As he did not speak, but only looked at her in that simple direct way, she went on, with rising feeling, "You come here, to _me_, into my house, proposing that--in order to make things easier for your sister in living with my husband--I get a divorce!"

He did not flinch. "It might do more than make things easier for my sister," he said quietly.

"What do you mean?" she demanded sharply.

"It might make things easier for you."

"And what do you mean by _that_?" she asked in that quick sharp way.

"It might make things easier," he said, "just to feel that, even at this late day, you've done the decent thing."

She stood up. "Do you know, young man, that you've said things to me that are outrageous to have said?" She was trembling so it seemed hard to speak. "I've let you go on just because I was stupified by your presumption--staggered, and rather amused at your childish audacity. But you've gone a little too far! How _dare_ you talk to me like this?" she demanded with pa.s.sion.

He had moved toward the door. He looked at her, then looked away. His control was all broken down now. "I'm sorry to have it end like this,"

he muttered.

She laughed a little, but she was shaken with the sobs she was plainly making a big effort to hold back. "I'm so sorry," he said with such real feeling that the tears brimmed from her eyes.

He stood there awkwardly. Somehow her house seemed very lonely, comfortless. And now that her composure was broken down, the way she looked made him very sorry for her.

"I don't want you to think," he said gently, "that I don't see how bad it has been for you."

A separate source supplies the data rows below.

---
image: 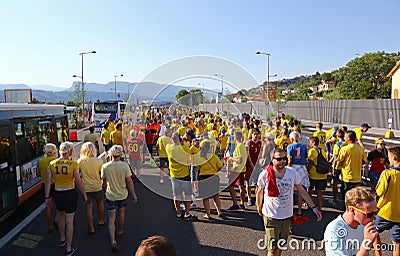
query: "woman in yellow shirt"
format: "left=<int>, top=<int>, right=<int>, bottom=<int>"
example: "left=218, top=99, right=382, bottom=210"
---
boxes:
left=199, top=142, right=223, bottom=219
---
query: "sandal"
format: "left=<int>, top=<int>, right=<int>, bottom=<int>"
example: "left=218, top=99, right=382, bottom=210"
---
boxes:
left=111, top=243, right=119, bottom=252
left=115, top=231, right=125, bottom=238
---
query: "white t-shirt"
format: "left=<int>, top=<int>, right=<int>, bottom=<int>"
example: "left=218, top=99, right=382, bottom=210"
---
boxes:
left=324, top=215, right=364, bottom=256
left=257, top=166, right=301, bottom=219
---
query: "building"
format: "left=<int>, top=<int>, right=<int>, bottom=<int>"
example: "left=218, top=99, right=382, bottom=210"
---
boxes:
left=386, top=61, right=400, bottom=99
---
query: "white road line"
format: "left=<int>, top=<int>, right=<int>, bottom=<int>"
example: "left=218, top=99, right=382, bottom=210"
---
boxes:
left=0, top=203, right=46, bottom=248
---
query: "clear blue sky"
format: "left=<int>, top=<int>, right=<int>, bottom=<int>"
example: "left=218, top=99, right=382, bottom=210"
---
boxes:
left=0, top=0, right=400, bottom=90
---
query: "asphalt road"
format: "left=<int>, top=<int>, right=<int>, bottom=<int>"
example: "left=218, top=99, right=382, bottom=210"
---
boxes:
left=0, top=125, right=391, bottom=256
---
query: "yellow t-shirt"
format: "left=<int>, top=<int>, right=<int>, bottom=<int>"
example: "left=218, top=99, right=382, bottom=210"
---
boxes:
left=38, top=156, right=57, bottom=184
left=275, top=136, right=292, bottom=151
left=78, top=157, right=103, bottom=192
left=308, top=148, right=327, bottom=180
left=353, top=127, right=362, bottom=140
left=313, top=131, right=326, bottom=154
left=101, top=161, right=132, bottom=201
left=101, top=129, right=111, bottom=145
left=49, top=159, right=79, bottom=191
left=110, top=130, right=124, bottom=146
left=157, top=136, right=174, bottom=158
left=199, top=154, right=223, bottom=175
left=177, top=126, right=189, bottom=137
left=337, top=144, right=367, bottom=182
left=232, top=142, right=247, bottom=172
left=165, top=144, right=190, bottom=178
left=376, top=169, right=400, bottom=223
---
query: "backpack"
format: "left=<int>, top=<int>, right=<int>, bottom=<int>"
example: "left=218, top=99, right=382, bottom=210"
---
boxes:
left=314, top=149, right=330, bottom=174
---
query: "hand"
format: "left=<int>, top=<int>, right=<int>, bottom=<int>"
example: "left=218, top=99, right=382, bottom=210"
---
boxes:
left=313, top=207, right=322, bottom=221
left=363, top=221, right=378, bottom=249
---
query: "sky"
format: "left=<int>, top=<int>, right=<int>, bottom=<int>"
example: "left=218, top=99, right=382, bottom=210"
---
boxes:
left=0, top=0, right=400, bottom=92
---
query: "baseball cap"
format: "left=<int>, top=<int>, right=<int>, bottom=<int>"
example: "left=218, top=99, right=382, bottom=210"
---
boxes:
left=360, top=123, right=372, bottom=129
left=108, top=145, right=124, bottom=157
left=59, top=141, right=74, bottom=153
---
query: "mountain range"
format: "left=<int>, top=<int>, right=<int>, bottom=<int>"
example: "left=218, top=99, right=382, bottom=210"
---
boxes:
left=0, top=81, right=215, bottom=103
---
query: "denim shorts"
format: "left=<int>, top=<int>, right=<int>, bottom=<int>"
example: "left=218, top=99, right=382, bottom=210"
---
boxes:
left=374, top=216, right=400, bottom=243
left=368, top=171, right=381, bottom=186
left=171, top=175, right=192, bottom=196
left=106, top=198, right=128, bottom=211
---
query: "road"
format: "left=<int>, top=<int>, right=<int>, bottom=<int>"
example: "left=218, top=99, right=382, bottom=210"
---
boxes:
left=0, top=124, right=391, bottom=256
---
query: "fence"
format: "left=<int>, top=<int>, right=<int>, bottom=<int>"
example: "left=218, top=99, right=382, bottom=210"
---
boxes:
left=199, top=99, right=400, bottom=130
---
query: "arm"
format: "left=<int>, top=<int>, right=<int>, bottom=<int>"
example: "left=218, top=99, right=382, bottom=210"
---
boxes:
left=44, top=169, right=52, bottom=205
left=74, top=169, right=87, bottom=203
left=125, top=176, right=137, bottom=202
left=256, top=187, right=264, bottom=217
left=295, top=184, right=322, bottom=221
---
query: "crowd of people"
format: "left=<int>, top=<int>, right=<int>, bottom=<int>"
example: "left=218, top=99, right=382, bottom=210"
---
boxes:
left=39, top=107, right=400, bottom=255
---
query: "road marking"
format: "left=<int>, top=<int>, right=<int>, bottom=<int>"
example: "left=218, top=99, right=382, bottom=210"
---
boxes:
left=0, top=203, right=46, bottom=248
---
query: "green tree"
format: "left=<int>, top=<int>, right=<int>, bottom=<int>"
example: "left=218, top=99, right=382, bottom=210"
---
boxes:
left=175, top=89, right=190, bottom=106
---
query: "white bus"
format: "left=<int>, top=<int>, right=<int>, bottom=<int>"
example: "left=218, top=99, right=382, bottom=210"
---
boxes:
left=91, top=100, right=126, bottom=132
left=0, top=103, right=69, bottom=222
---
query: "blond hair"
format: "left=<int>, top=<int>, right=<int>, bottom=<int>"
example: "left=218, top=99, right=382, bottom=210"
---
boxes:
left=345, top=187, right=375, bottom=209
left=81, top=141, right=97, bottom=158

She tried to laugh. "You don't think your sister was very--fair to me, do you?" she asked chokingly, looking at him in a way more appealing than aggressive.

"I suppose not," he said. "No, I suppose not." He stood there considering that. "But I guess," he went on diffidently, "I don't just know myself--but it seems there come times when being fair gets sort of--lost sight of."

The tears were running down her face and she was not trying to check them.